The basic syntax of the try-except block is as follows:
try:
# Code block that may raise an exception
except ExceptionType:
# Code block to handle the exception
In the above syntax, we try to execute a code block that may raise an exception. If an exception occurs, the code block within the except block is executed to handle the exception.

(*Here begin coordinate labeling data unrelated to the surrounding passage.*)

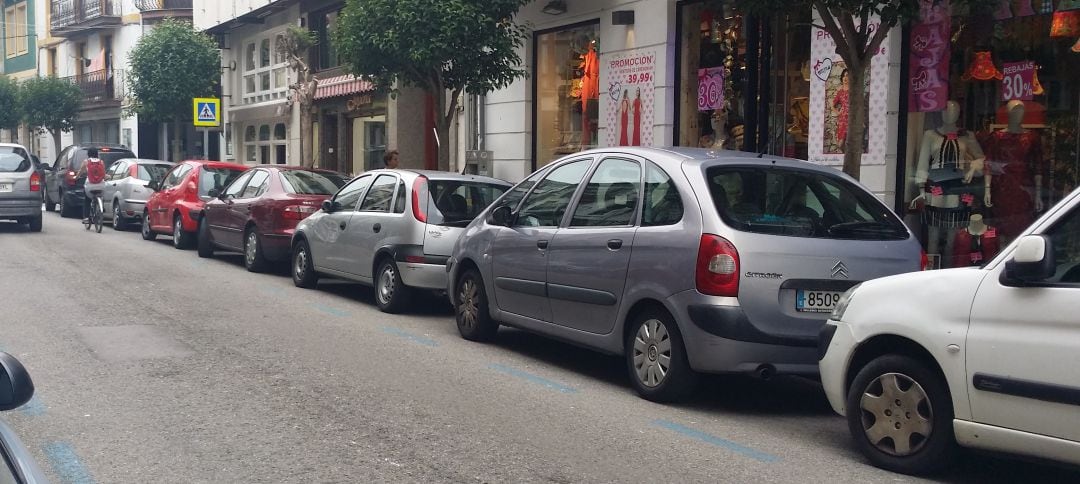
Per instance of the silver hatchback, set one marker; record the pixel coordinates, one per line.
(684, 260)
(392, 229)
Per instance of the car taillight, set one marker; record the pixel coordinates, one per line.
(420, 192)
(717, 273)
(297, 212)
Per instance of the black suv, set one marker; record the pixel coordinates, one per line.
(63, 180)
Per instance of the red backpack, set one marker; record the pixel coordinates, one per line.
(95, 171)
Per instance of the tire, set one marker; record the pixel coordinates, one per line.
(916, 401)
(254, 259)
(391, 294)
(302, 267)
(181, 240)
(471, 308)
(652, 339)
(146, 230)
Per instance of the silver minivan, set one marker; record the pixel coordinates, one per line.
(392, 229)
(685, 260)
(19, 187)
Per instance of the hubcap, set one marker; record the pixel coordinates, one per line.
(652, 352)
(896, 414)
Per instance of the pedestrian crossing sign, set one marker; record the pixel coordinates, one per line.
(207, 111)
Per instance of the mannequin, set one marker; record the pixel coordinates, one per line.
(948, 161)
(1016, 155)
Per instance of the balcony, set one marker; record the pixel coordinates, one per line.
(78, 16)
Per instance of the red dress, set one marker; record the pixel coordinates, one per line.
(1015, 159)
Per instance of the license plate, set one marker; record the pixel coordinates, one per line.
(817, 300)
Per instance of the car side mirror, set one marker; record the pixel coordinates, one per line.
(1031, 261)
(15, 385)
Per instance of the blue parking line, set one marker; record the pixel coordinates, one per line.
(66, 464)
(709, 439)
(534, 378)
(420, 339)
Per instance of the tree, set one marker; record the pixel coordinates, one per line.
(170, 66)
(859, 28)
(51, 105)
(453, 45)
(296, 43)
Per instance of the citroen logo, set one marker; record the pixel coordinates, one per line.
(839, 270)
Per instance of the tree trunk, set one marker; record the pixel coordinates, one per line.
(856, 118)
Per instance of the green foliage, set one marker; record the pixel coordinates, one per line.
(10, 103)
(455, 44)
(50, 104)
(171, 65)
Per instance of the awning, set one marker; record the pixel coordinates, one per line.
(341, 85)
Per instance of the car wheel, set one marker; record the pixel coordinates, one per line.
(390, 292)
(304, 269)
(254, 259)
(656, 359)
(901, 415)
(471, 310)
(181, 239)
(203, 244)
(147, 232)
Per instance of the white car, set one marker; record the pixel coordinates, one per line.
(985, 358)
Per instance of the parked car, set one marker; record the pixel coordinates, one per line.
(19, 187)
(125, 189)
(683, 260)
(983, 358)
(178, 198)
(16, 388)
(392, 229)
(258, 212)
(64, 182)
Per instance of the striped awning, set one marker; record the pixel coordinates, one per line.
(341, 85)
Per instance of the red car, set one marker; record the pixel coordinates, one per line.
(258, 212)
(179, 196)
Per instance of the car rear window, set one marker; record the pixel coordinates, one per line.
(799, 203)
(302, 182)
(212, 177)
(13, 159)
(458, 202)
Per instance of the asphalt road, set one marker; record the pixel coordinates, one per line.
(154, 365)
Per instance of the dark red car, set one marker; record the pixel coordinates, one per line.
(179, 196)
(258, 212)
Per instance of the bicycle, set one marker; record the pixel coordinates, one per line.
(96, 209)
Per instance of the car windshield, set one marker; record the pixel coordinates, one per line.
(457, 202)
(215, 178)
(151, 172)
(13, 159)
(799, 203)
(302, 182)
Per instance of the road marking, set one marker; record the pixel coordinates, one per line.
(694, 433)
(534, 378)
(420, 339)
(67, 464)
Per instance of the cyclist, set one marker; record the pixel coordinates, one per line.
(94, 170)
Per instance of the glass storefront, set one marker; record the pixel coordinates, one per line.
(567, 91)
(993, 125)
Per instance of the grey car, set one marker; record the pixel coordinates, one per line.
(392, 229)
(19, 187)
(683, 260)
(125, 188)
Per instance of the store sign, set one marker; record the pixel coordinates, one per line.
(711, 89)
(629, 108)
(1018, 80)
(928, 84)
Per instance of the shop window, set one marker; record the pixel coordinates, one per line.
(567, 92)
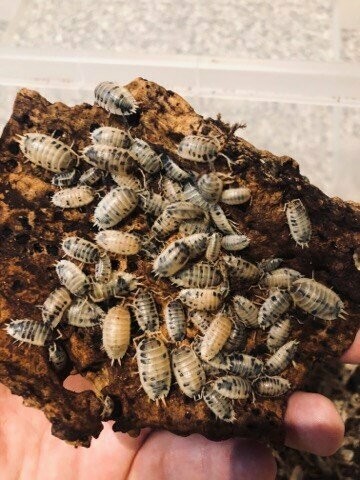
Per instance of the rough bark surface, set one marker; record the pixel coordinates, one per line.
(31, 230)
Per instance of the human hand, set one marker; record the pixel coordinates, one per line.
(28, 451)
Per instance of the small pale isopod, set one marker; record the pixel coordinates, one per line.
(235, 243)
(54, 307)
(47, 152)
(236, 388)
(317, 299)
(115, 98)
(145, 156)
(73, 197)
(216, 336)
(111, 136)
(115, 241)
(274, 306)
(145, 311)
(72, 277)
(154, 368)
(281, 358)
(220, 406)
(235, 196)
(81, 249)
(299, 222)
(116, 332)
(188, 371)
(175, 320)
(114, 207)
(272, 386)
(111, 159)
(29, 331)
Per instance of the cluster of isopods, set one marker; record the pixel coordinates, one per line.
(201, 259)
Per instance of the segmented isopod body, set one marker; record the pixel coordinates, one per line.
(72, 277)
(274, 306)
(110, 159)
(281, 358)
(220, 406)
(272, 386)
(47, 152)
(114, 207)
(299, 222)
(103, 269)
(241, 269)
(154, 368)
(216, 336)
(236, 388)
(278, 334)
(244, 365)
(58, 356)
(65, 179)
(115, 241)
(246, 311)
(209, 299)
(317, 299)
(235, 243)
(111, 136)
(175, 320)
(28, 331)
(91, 176)
(81, 249)
(116, 332)
(115, 98)
(188, 371)
(173, 171)
(145, 311)
(171, 259)
(73, 197)
(235, 196)
(54, 307)
(145, 156)
(213, 249)
(210, 187)
(84, 314)
(281, 278)
(199, 275)
(221, 222)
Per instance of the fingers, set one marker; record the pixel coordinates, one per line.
(313, 424)
(165, 456)
(353, 354)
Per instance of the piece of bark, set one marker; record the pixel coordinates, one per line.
(31, 229)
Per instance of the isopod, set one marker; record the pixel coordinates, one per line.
(220, 406)
(274, 306)
(114, 207)
(188, 371)
(154, 368)
(54, 307)
(73, 197)
(47, 152)
(272, 386)
(299, 222)
(81, 249)
(115, 241)
(115, 98)
(317, 299)
(175, 320)
(29, 331)
(145, 311)
(111, 136)
(116, 332)
(281, 358)
(236, 388)
(72, 277)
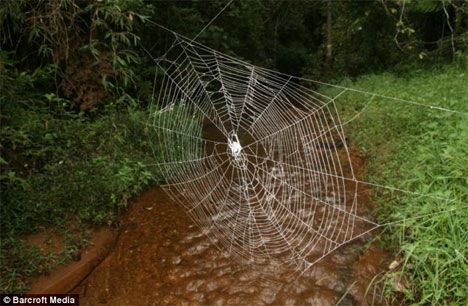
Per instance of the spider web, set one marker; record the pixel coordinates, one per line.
(259, 162)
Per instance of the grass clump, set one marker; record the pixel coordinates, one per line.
(425, 151)
(65, 172)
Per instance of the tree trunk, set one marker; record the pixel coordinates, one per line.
(328, 69)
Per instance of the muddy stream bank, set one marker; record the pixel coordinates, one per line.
(161, 257)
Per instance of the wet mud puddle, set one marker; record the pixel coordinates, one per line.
(162, 258)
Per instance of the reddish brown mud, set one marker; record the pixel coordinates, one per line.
(161, 257)
(65, 278)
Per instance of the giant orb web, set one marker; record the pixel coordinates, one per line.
(257, 160)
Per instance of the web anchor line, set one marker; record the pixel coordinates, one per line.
(258, 160)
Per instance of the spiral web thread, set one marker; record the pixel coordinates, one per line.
(257, 160)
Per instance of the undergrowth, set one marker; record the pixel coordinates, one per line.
(64, 172)
(425, 151)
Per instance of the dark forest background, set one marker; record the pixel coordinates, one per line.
(75, 84)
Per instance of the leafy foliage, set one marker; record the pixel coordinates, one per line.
(425, 152)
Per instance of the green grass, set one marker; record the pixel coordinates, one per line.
(67, 173)
(424, 151)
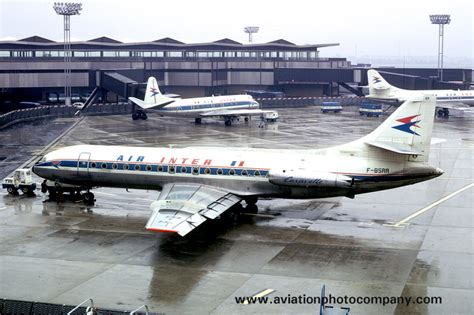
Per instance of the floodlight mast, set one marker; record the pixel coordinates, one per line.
(251, 30)
(441, 20)
(66, 10)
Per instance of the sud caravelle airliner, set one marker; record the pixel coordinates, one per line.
(200, 183)
(380, 89)
(228, 107)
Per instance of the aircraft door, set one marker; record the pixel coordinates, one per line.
(83, 164)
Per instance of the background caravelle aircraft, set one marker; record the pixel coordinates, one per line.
(228, 107)
(379, 88)
(200, 183)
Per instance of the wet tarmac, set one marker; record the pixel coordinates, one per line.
(67, 252)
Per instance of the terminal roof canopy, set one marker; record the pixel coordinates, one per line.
(227, 41)
(36, 39)
(105, 39)
(168, 40)
(281, 41)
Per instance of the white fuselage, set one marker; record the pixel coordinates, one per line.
(242, 171)
(196, 107)
(442, 96)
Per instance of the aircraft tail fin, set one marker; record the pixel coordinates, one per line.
(153, 97)
(408, 130)
(378, 87)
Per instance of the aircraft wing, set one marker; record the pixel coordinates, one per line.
(453, 105)
(182, 207)
(144, 105)
(235, 112)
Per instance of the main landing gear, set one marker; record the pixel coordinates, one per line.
(139, 114)
(251, 207)
(443, 112)
(62, 192)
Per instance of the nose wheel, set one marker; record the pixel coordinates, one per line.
(89, 198)
(139, 114)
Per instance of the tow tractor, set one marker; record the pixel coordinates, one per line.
(21, 180)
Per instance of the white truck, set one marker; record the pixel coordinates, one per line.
(271, 116)
(21, 180)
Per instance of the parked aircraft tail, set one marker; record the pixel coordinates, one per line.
(153, 97)
(408, 130)
(378, 87)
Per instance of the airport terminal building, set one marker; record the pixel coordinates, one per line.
(32, 69)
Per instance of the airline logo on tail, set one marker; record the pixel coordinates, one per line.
(407, 123)
(376, 80)
(154, 91)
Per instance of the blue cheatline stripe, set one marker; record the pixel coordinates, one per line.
(160, 168)
(455, 98)
(207, 106)
(165, 168)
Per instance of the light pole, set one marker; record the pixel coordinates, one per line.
(251, 30)
(441, 20)
(66, 10)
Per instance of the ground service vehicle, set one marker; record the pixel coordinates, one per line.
(21, 180)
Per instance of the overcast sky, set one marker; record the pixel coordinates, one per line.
(363, 28)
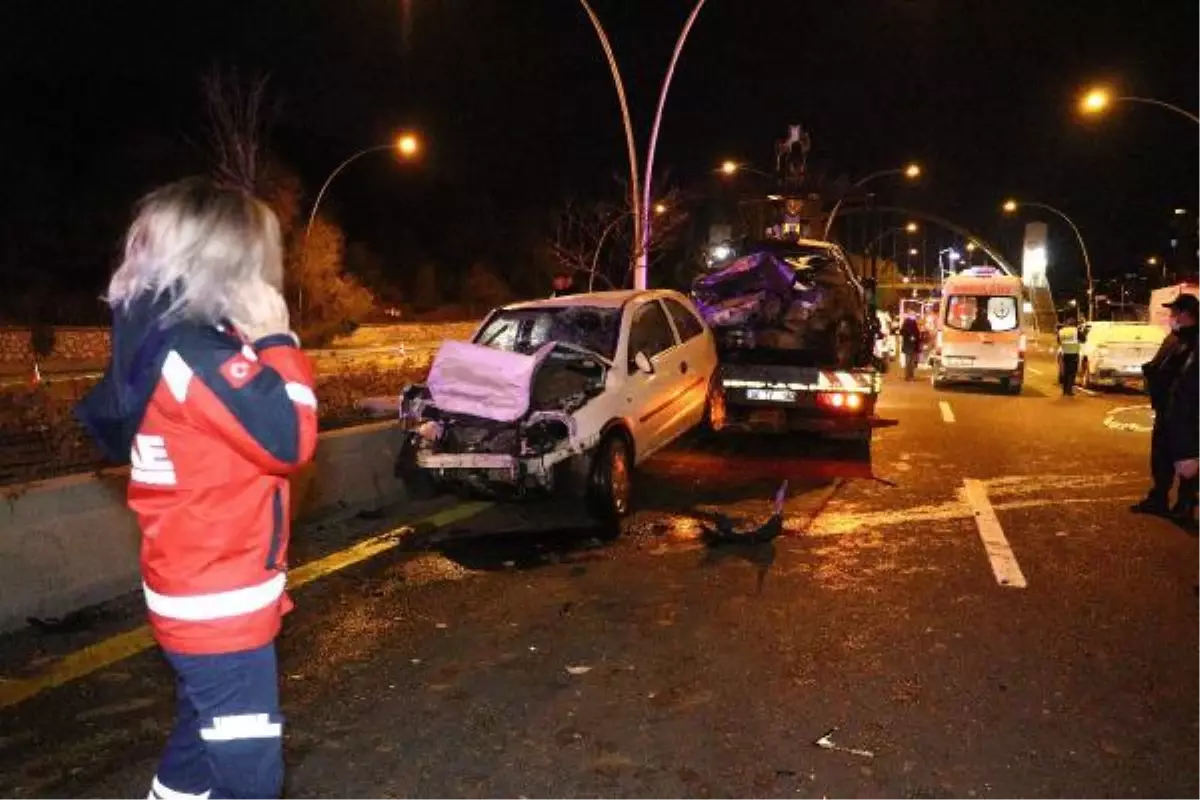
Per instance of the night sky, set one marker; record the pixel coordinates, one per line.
(517, 110)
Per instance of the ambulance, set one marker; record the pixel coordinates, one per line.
(981, 330)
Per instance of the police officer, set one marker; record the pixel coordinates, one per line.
(1173, 379)
(1068, 350)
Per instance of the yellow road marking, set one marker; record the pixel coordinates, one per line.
(118, 648)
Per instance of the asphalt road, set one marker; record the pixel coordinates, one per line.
(972, 608)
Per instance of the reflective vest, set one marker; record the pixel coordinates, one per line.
(1068, 340)
(226, 423)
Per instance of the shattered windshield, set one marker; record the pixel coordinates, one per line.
(525, 330)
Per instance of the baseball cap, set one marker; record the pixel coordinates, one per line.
(1185, 304)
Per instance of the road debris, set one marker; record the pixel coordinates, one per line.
(724, 533)
(827, 743)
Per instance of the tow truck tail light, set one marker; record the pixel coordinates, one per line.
(840, 401)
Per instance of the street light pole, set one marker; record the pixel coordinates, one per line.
(1098, 100)
(1012, 205)
(627, 120)
(643, 256)
(911, 170)
(640, 200)
(407, 145)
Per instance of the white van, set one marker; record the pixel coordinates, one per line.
(1161, 316)
(981, 331)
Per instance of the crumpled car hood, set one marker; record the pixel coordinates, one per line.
(484, 382)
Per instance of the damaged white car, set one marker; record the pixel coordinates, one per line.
(561, 397)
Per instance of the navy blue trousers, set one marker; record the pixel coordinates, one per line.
(228, 737)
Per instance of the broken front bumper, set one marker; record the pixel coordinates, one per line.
(497, 474)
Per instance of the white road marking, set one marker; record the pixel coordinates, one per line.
(1111, 421)
(1000, 553)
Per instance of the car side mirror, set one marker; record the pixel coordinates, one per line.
(642, 362)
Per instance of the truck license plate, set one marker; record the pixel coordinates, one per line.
(772, 395)
(772, 417)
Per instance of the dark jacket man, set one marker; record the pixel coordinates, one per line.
(1173, 379)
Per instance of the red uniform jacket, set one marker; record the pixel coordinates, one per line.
(223, 426)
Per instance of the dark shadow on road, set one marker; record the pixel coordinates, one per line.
(730, 469)
(1027, 390)
(523, 549)
(761, 557)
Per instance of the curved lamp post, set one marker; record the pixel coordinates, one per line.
(1012, 206)
(407, 145)
(730, 168)
(627, 120)
(1099, 100)
(912, 172)
(641, 199)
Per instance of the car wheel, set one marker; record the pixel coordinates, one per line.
(611, 485)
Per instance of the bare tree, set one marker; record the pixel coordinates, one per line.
(238, 120)
(237, 126)
(597, 239)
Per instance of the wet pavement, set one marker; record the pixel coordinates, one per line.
(517, 654)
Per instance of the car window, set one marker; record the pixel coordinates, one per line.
(983, 314)
(525, 330)
(687, 324)
(651, 332)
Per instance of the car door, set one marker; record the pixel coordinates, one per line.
(697, 364)
(652, 396)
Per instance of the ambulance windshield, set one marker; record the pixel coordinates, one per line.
(982, 314)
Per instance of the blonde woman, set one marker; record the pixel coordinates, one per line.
(210, 401)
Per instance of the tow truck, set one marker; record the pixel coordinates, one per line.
(796, 334)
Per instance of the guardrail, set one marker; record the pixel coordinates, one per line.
(71, 542)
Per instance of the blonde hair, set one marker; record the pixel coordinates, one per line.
(211, 250)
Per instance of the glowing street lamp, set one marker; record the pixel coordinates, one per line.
(408, 145)
(1098, 100)
(1013, 206)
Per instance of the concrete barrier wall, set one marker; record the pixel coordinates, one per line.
(71, 542)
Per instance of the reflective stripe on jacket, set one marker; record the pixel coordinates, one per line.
(1068, 340)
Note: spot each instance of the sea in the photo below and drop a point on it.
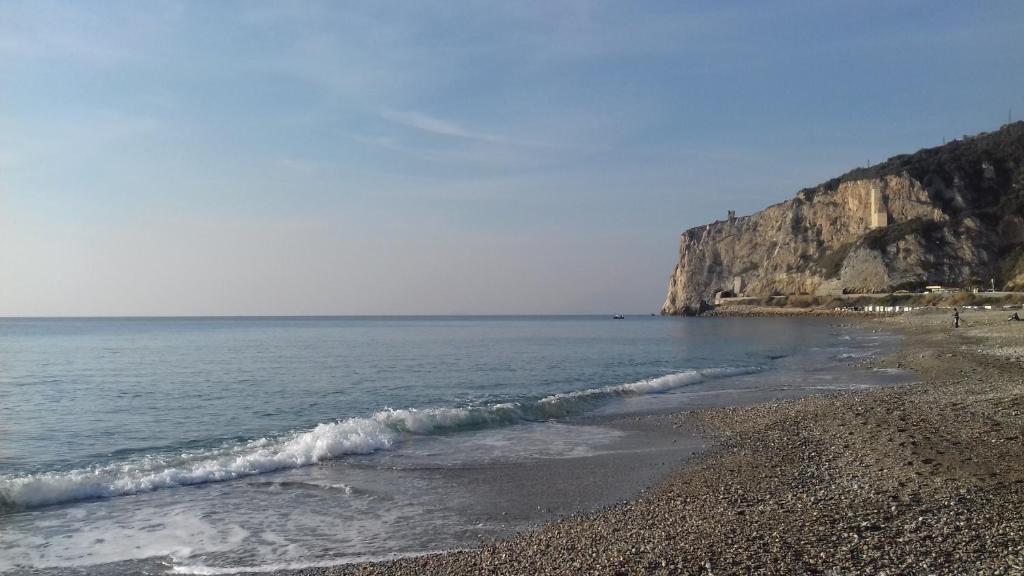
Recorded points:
(224, 445)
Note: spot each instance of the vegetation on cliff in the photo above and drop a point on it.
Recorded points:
(952, 215)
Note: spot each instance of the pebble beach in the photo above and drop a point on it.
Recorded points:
(925, 478)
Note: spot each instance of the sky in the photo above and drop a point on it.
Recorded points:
(444, 157)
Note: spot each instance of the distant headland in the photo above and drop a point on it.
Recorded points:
(950, 216)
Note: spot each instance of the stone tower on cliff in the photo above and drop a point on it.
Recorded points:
(880, 215)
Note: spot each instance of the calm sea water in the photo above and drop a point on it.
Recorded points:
(210, 445)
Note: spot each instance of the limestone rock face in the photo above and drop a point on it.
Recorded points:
(953, 217)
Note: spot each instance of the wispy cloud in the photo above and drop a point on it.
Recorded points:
(438, 126)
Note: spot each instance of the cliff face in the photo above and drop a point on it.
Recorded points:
(951, 215)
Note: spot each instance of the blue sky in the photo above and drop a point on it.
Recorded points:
(223, 158)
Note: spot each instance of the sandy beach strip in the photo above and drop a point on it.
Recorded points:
(919, 479)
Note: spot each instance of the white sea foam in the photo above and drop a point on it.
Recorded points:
(353, 436)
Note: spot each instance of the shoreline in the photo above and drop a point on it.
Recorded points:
(923, 477)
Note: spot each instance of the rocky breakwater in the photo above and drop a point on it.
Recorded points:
(951, 215)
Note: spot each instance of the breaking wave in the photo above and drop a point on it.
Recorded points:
(382, 430)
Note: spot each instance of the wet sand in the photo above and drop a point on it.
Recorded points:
(918, 479)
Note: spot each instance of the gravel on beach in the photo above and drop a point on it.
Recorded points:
(918, 479)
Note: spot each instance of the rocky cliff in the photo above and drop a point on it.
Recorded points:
(951, 215)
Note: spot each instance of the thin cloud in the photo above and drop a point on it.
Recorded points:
(437, 126)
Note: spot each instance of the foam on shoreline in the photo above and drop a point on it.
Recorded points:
(382, 430)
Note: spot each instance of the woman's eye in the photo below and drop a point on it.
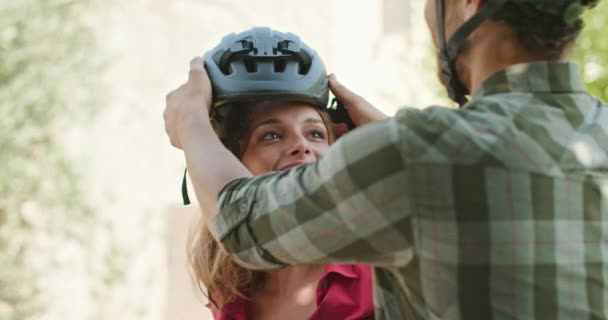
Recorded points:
(317, 134)
(270, 136)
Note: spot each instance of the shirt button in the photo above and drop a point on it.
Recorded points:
(324, 284)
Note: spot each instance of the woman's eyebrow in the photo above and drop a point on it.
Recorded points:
(267, 121)
(313, 120)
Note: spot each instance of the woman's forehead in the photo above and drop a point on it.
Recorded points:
(284, 111)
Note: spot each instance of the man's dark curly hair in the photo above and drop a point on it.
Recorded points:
(541, 32)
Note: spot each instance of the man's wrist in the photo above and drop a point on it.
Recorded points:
(195, 127)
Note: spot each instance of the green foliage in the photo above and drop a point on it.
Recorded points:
(45, 83)
(592, 51)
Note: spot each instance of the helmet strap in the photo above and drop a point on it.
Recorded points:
(449, 50)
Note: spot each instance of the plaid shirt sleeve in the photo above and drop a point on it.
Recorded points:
(352, 205)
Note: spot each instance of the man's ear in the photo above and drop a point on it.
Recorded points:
(471, 7)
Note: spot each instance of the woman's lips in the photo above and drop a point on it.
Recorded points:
(291, 165)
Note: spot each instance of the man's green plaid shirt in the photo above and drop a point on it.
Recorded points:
(498, 210)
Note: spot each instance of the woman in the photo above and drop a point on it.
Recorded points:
(272, 127)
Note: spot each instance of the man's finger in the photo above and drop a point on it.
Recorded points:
(342, 93)
(197, 70)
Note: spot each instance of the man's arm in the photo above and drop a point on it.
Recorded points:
(210, 165)
(352, 205)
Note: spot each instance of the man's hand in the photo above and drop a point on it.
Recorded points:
(188, 106)
(359, 110)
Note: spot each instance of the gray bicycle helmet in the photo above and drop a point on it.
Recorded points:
(450, 48)
(262, 63)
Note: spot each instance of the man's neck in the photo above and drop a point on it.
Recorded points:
(494, 49)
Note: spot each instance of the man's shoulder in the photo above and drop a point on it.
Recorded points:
(481, 132)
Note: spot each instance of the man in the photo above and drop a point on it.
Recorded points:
(496, 210)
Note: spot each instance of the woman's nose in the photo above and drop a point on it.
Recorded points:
(300, 147)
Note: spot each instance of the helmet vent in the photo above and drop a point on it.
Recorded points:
(280, 65)
(250, 65)
(303, 68)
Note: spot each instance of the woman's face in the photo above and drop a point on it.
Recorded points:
(281, 136)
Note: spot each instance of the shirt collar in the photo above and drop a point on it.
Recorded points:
(345, 270)
(539, 77)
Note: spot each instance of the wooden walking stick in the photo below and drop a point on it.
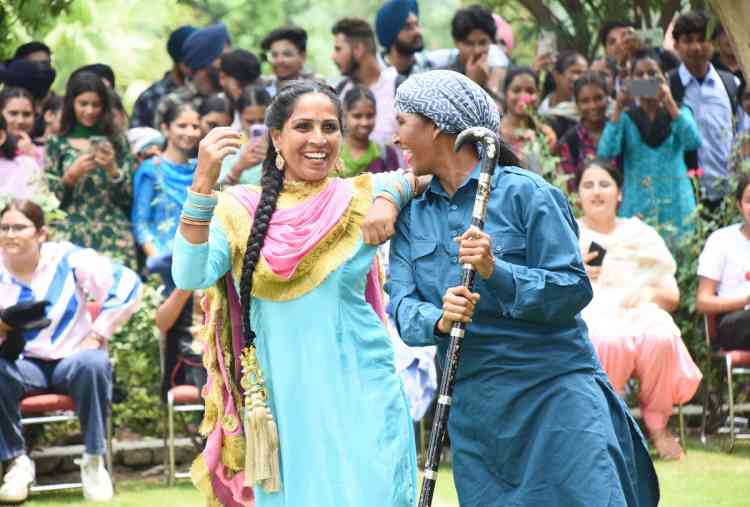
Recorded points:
(489, 141)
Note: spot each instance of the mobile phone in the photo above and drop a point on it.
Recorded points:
(257, 131)
(95, 142)
(648, 88)
(547, 43)
(651, 37)
(601, 252)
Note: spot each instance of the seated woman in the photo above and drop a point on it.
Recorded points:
(359, 153)
(160, 187)
(652, 138)
(724, 276)
(628, 319)
(244, 167)
(17, 108)
(20, 175)
(520, 126)
(68, 356)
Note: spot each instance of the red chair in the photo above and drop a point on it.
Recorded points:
(736, 362)
(54, 408)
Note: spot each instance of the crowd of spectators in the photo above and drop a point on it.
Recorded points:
(642, 135)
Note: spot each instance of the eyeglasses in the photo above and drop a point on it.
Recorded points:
(16, 228)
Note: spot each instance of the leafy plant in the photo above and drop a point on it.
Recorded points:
(134, 351)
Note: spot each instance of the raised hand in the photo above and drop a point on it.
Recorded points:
(220, 142)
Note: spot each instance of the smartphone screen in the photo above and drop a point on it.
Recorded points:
(644, 88)
(651, 37)
(257, 131)
(547, 43)
(601, 252)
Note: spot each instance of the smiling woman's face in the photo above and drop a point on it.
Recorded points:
(416, 136)
(310, 140)
(19, 237)
(599, 194)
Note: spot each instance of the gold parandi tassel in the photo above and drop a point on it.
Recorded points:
(261, 435)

Embedding Try-Except in Pandas Apply Operation
To embed the try-except block in Pandas apply() function, we can define a function that contains the try-except block and then pass this function to the apply() function. Here’s an example:
import pandas as pd
def my_function(x):
try:
# Code block that may raise an exception
except:
# Code block to handle the exception
return result
df = pd.DataFrame({'A': [1, 2, 3], 'B': [4, 5, 6], 'C': [7, 8, 9]})
df.apply(my_function)
In the above code, we define a function called my_function that contains the try-except block. We then pass this function to the apply() function of the DataFrame. The apply() function applies the function to each row or column of the DataFrame. If an exception occurs in any row or column, the try-except block within the function handles it gracefully.
Conclusion
In conclusion, the try-except block in Pandas apply() function is a powerful tool to handle exceptions that occur during data analysis. By embedding the try-except block within the apply() function, we can handle errors and inconsistencies in the data, and prevent the program from crashing. By following the guidelines in this beginner’s guide, you can easily embed the try-except block in your Pandas code and take full advantage of the power of the apply() function.